28 Kasım 2023 Salı

Murathan Mungan

 


21 Nisan 1955 tarihinde İstanbul'da dünyaya geldi. Mardinli bir ailenin çocuğudur. Babası avukat İsmail Mungan, annesi Habibe Mungan'dır. İlk, orta ve lise yılları Mardin'de geçti. Mardin Lisesi'nden mezun oldu. Mardin, eserlerinde sıkça kullandığı mekanlardan birisi oldu. Bu çevrenin taşıdığı zengin kültürel yapıyı, insan olgusunu eserlerine başarılı bir şekilde yansıttı.

1972'de Ankara'ya yerleşti. Lisans ve yüksek lisansını Ankara Üniversitesi Dil ve Tarih-Coğrafya Fakültesi Tiyatro Bölümü’nde tamamladıktan sonra başladığı doktora çalışmasını yarım bıraktı. Ankara Devlet Tiyatroları’nda altı yıl, İstanbul Şehir Tiyatroları’nda üç yıl dramaturg olarak çalıştı.

Gazete ve dergilerdeki ilk yazılarını 1975’te yayımlayan Mungan; yazı hayatı boyunca şiir, öykü, roman, deneme, tiyatro oyunu, sinema yazısı, senaryo, masal ve şarkı sözü gibi farklı türlere ait eserler verdi.

İlk kitabı, Mezopotamya Üçlemesi adlı oyun üçlemesinin ilki olan “Mahmut ile Yezida” idi (1980). Bu oyun, Türkiye İş Bankası'nın açtığı yarışmada ikincilik ödülü aldı. Sahnelenen ilk oyunu Orhan Veli'nin şiirlerinden kurgulayarak oyunlaştırdığı “Bir Garip Orhan Veli” oldu. 1981'de ilk defa sahnelenen bu oyun, 1993'te kitap olarak da basıldı.

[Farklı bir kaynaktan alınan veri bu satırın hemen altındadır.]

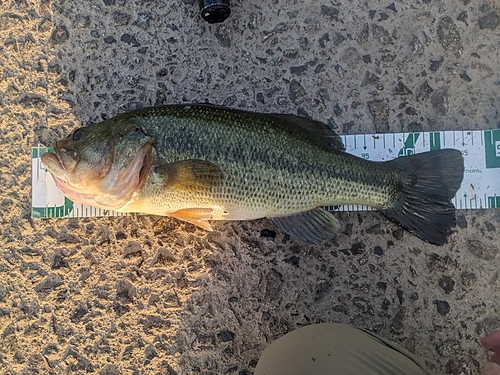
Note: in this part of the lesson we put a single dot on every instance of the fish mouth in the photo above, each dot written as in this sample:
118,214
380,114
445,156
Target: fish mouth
111,190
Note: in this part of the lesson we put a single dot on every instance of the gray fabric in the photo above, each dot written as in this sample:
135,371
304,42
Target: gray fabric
332,348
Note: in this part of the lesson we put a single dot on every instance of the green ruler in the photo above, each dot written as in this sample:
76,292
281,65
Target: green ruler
480,187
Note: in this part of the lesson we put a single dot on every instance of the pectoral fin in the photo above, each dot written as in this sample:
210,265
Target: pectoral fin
311,227
196,216
191,175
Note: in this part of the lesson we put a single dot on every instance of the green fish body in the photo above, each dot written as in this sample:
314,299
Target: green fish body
202,162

Sahtiyan adlı şiiri ile de "Gösteri" dergisinin 1981 Şiir Yarışması'nda birincilik ödülü alan Mungan, özellikle “Metal” (1994) adlı kitabındaki şiirleriyle 1980 kuşağının en çok okunan, tanınan şairleri arasında ilk sıralarda yer aldı.

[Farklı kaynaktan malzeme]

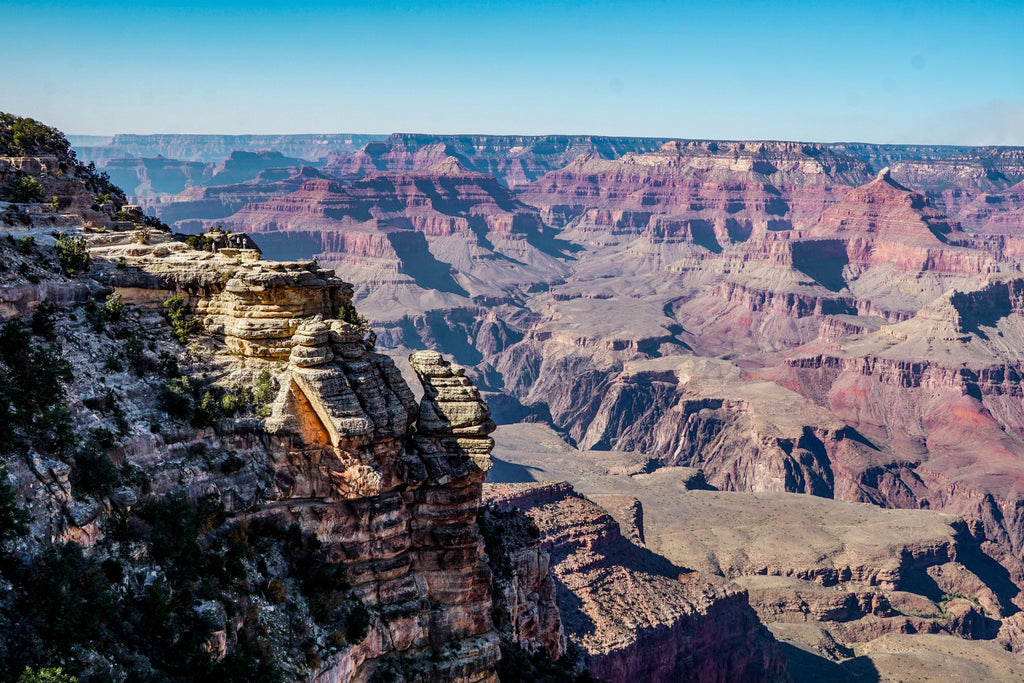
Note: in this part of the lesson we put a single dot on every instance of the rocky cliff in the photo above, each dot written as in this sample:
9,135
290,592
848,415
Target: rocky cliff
636,615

Mezopotamya Üçlemesi'nin ikinci kitabı olan “Taziye” adlı oyunun 1984'te sahnelemesi nedeniyle Ankara Sanat Kurumu'nca Mehmet Baydın ile birlikte en iyi oyun yazarı seçildi.

1987’de günlük gazete olarak yayımlanan Söz gazetesinde, “Kültür-Sanat Sayfası” editörlüğü yaptı. Aynı yıl, “Hedda Golder Dile Bir Kadın öyküsü” ile, Haldun Taner Öykü Ödülü'nü Nedim Gürsel ile birlikte aldı.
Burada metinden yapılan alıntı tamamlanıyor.